Mercurial > hg
view tests/test-convert-baz.t @ 34179:036d47d7cf39
copytrace: move fast heuristic copytracing algorithm to core
copytrace extension in fb-hgext has a heuristic implementation of copy tracing
which is faster than the current copy tracing. The heuristic limits the search
of copies to just files that are either:
1) Renames in the same directory
2) Moved to other directory with same name
The default copytrace implementation is very slow as it finds all the new files
that were added from merge base up to the head commit and for each file it
checks whether it this was copied or moved version of a different file.
Stash@fb did analysis for the above heuristics on the fb repo and found that
among 2,443,768 moves/copies there are only 32,234 moves/copies which does not
fall under the above heuristics which is approx. 0.013 of total copies.

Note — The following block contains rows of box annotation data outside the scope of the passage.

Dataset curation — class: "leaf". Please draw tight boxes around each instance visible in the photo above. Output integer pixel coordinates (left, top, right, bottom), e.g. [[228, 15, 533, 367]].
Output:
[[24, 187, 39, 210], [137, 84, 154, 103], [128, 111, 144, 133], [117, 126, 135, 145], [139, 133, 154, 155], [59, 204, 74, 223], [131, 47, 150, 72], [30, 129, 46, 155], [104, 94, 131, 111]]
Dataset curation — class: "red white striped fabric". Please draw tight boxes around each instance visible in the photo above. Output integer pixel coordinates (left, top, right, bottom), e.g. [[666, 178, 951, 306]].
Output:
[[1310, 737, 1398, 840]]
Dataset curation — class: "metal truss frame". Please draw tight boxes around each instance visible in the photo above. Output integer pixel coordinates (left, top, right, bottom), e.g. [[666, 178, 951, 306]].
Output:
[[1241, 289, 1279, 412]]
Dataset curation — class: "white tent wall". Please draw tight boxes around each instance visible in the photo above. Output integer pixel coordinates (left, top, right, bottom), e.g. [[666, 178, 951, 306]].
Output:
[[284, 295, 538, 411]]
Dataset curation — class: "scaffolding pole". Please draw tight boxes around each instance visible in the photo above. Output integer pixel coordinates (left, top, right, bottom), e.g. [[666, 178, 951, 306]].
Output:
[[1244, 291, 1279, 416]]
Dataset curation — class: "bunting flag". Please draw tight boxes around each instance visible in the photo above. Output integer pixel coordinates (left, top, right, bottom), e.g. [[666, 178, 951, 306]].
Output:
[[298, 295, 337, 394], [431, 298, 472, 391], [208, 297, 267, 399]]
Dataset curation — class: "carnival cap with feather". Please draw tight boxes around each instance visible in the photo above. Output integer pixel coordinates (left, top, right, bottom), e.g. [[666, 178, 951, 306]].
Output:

This patch moves the heuristics algorithm under config
`experimental.copytrace=heuristics`.
While moving fbext to core, this patch removes couple of less useful config
options named `sourcecommitlimit` and `maxmovescandidatestocheck`.
Tests are also added for the heuristics algorithm, which are basically copied
from fbext/tests/test-copytrace.t. The tests follow a pattern creating a server
repo and then cloning to a local repo to create public and draft changesets, the
distinction which will be useful in upcoming patches.
After this patch `experimental.copytrace` has the following behaviour:
1) `off`: turns off copytracing
2) `heuristics`: use the heuristic algorithm added in this patch.
3) everything else: use the full copytracing algorithm
.. feature::
A new fast heuristic algorithm for copytracing which assumes that the files
moves are either::
1) Renames in the same directory
2) Moves in other directories with same names
You can use this algorithm by setting `experimental.copytrace=heuristics`.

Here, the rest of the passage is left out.